1. Création de plaques de transfection

  1. Création de l’agencement du deck : pour créer une méthode de randomisation des plaques d’ADN, ouvrez le logiciel de traitement des liquides. Cliquez sur le bouton Nouvelle méthode dans la barre de menu pour créer une nouvelle méthode. Ajoutez une ligne de configuration de l’instrument entre les lignes de début et de fin en appuyant sur le bouton de configuration de l’instrument sur le panneau de gauche.
    REMARQUE : Les captures d’écran pertinentes qui suivent ce protocole automatisé se trouvent dans les figures supplémentaires 1, 2 et 3.
  2. Cliquez sur la ligne Instrument Setup (Configuration de l’instrument ), recherchez le matériel de laboratoire approprié dans le menu des catégories Labware et faites-le glisser sur la disposition du pont, comme illustré à la figure supplémentaire 1.
    REMARQUE : Si le matériel de laboratoire n’est pas défini au préalable, il devra être programmé dans le manipulateur de liquide conformément aux spécifications du fabricant, mais ces instructions ne relèvent pas du champ d’application de ce protocole.
  3. Transfert à partir de la configuration du fichier : Appuyez sur le bouton Transférer à partir d’un fichier dans les palettes d’étapes et placez la ligne Transférer à partir d’un fichier sous la ligne de configuration de l’instrument. Assurez-vous que la sélection et le remplacement de l’embout sont comme indiqué dans la figure supplémentaire 3.
  4. Vérifiez que le fichier a une ligne d’en-tête et assurez-vous que les informations de la colonne sont correctes.
  5. Appuyez sur la zone Source pour l’activer et cliquez sur la plaque source dans la disposition de la carte, définissez la plaque cible et saisissez la quantité d’ADN à pipeter.
  6. Appuyez sur le bouton Personnaliser pour définir en détail la technique de pipetage, comme les touches de pointe sur la paroi.
  7. Spécifiez la quantité d’ADN plasmidique à transférer. Ce protocole utilise 20 μL d’ADN plasmidique de 1 μg/μL par transfection (puits).
    REMARQUE : la quantité d’ADN plasmidique qui est transférée à la plaque de transfection avant la transfection du protoplast dépendra de la plateforme de protoplast utilisée.

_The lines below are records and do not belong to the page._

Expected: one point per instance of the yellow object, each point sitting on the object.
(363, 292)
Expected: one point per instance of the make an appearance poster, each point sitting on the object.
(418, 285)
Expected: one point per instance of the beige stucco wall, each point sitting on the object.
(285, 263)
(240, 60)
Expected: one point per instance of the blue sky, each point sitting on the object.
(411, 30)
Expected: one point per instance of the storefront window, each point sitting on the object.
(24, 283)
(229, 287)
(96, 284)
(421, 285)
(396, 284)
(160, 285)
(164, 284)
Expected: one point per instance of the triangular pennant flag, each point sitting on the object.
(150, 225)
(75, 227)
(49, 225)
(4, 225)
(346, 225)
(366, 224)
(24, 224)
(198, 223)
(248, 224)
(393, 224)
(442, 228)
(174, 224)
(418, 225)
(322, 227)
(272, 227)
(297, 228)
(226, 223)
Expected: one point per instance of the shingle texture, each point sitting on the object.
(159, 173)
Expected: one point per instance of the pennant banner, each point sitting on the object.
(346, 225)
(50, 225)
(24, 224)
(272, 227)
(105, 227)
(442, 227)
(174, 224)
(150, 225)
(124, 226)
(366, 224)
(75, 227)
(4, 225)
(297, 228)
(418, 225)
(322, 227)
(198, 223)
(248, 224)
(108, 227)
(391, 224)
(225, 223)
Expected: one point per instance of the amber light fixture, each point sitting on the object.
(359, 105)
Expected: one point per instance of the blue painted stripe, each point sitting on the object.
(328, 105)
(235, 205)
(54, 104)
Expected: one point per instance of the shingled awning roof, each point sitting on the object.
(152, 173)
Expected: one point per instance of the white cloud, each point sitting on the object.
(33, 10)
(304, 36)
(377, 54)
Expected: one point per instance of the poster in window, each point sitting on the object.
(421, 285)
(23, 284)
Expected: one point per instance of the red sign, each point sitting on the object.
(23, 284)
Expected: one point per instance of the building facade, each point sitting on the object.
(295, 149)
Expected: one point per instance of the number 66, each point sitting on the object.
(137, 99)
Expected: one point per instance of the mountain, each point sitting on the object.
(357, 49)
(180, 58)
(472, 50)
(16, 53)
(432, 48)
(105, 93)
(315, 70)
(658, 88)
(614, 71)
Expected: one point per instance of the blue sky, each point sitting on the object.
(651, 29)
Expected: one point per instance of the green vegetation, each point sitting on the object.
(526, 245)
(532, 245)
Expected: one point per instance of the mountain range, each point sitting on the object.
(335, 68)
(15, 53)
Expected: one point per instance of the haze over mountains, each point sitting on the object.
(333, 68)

  8. Créez un transfert à partir d’un fichier .csv document.
    1. Ce document est composé de deux colonnes. Préparez la première colonne, c’est-à-dire la colonne De, qui indique l’emplacement de l’ADN plasmidique de base dans le support de tubes, c’est-à-dire pour l’échantillon 1 ; ce serait bien A01. Comme ce transfert se produit trois fois (trois répétitions), trois rangées doivent indiquer A01 dans la colonne De.
    2. Préparez la deuxième colonne, c’est-à-dire la colonne À, utilisée pour spécifier le puits de destination de la construction plasmidique de la plaque à 96 puits. Par exemple, l’échantillon 1 (A01) pourrait être B02, D04 et H07. Enregistrez-le en tant que fichier .csv pour qu’il soit compatible avec le logiciel de traitement des liquides.

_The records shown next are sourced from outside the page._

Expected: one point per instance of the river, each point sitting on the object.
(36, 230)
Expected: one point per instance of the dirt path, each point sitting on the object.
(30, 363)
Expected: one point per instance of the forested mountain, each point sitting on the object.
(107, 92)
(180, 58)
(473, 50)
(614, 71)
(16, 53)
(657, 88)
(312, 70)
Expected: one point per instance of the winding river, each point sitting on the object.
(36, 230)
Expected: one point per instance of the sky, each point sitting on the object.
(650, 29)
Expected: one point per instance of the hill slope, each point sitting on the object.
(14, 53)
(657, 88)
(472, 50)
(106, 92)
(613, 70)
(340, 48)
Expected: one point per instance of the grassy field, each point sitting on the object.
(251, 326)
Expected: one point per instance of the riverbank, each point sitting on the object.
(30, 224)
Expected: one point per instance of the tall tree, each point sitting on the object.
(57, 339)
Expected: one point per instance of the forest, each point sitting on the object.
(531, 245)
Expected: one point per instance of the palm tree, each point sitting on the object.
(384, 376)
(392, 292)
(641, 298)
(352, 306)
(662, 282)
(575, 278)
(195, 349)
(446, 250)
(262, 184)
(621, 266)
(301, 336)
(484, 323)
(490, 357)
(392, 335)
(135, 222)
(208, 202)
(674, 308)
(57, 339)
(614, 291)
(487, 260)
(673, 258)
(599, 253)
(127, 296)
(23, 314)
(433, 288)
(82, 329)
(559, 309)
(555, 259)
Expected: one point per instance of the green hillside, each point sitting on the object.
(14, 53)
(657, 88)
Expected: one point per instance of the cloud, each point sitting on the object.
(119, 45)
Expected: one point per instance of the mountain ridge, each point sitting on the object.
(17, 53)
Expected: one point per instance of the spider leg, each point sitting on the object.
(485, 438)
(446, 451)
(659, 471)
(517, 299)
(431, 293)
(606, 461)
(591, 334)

  9. Avant d’exécuter le protocole, vérifiez que les positions des ponts sont chargées, que le matériel de laboratoire est correctement défini, que le document de randomisation comprend les emplacements des puits pour tout l’ADN de l’échantillon dans le rack de tubes et qu’il y a suffisamment d’échantillon plasmidique dans les tubes pour exécuter le protocole.
  10. Développez le menu Propriétés du fichier de l’étape Transférer à partir d’un fichier, sélectionnez le fichier .csv créé et exécutez le protocole.
  11. Couvrir les plaques de transfection d’un sceau en feuille d’aluminium lorsque le protocole a été complété avec succès. Stockez les plaques de transfection à -20 °C jusqu’au moment de l’utiliser. Le protoplaste isolé et étiolé des feuilles de maïs sera ajouté à cette plaque de transfection à l’étape 3.3.

2. Isolement des protoplastes de feuilles de maïs étiolées

  1. Pour commencer l’isolement du protoplaste de feuille de maïs étiolée, obtenez un fond génétique compatible avec le protoplaste tel que NP222 qui a été utilisé ici18. Avant le début de l’expérience, on ne doit préparer que 3 tampons MMg, W5 et WI, à savoir les tampons MMg, W5 et WI, et les conserver à 4 °C. Préparez la solution de digestion et le PEG le jour de l’expérience pour de meilleurs résultats.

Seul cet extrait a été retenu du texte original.